Jagdeep Singh rolled his wheelchair to a chain-link fence bordering Miller High School and carefully fastened hand-lettered, multicolored tags spelling his favorite expression: "Peace for all countries."
"I want to tell everyone we should have peace in the world and stop fighting," the 18-year-old student said.
Singh was one of more than 200 students who spent Friday afternoon putting the finishing touches on "Words on Wires," a public art project that joined over 150 disabled students from Miller High School with approximately 100 of their peers at nearby Cleveland High School.
Students used 6,000 colored, hand-painted pet tags and attached them to the Roscoe Boulevard fence to say whatever they wanted.
"Some were silly, some were serious, we just had a lot of fun doing it," said Miller High School teacher Linda Ditomaso.

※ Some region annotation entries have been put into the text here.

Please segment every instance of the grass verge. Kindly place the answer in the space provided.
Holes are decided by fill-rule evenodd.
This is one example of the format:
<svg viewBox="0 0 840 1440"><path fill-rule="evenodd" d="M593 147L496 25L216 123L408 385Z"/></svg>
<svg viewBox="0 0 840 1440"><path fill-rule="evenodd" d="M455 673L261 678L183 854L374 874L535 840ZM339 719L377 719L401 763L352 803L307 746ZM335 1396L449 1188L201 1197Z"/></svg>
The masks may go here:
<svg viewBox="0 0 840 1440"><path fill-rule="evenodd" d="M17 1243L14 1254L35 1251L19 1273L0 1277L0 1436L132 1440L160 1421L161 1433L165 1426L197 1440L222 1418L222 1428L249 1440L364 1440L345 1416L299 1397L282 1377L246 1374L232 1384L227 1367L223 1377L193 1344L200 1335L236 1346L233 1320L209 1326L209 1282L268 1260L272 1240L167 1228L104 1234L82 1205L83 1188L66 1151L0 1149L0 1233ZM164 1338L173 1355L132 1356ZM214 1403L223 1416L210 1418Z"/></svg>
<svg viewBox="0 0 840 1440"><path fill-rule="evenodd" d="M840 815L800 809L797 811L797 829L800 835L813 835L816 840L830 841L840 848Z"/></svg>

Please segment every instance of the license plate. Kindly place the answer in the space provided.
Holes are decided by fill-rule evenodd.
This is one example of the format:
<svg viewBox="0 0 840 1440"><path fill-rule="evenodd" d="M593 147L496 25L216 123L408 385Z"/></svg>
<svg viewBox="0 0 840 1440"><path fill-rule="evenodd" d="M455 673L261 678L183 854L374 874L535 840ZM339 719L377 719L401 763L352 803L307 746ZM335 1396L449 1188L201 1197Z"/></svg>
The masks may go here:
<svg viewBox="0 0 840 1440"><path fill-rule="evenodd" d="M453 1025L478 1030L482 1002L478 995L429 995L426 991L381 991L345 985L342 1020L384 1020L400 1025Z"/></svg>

"I'm crazy for chocolate," was 18-year-old Miller High student Michelle Labobitz's message of self-expression.
"I'm a chocoholic," Labobitz explained. "I'm addicted."
Funded with a $5,400 grant from the Los Angeles Cultural Affairs Department, the project was the brainchild of artist Elizabeth Criss. Criss, who has a disabled daughter, said she hopes the public art display will form a link between the students at Miller High School and the 40,000 people that drive by the school daily.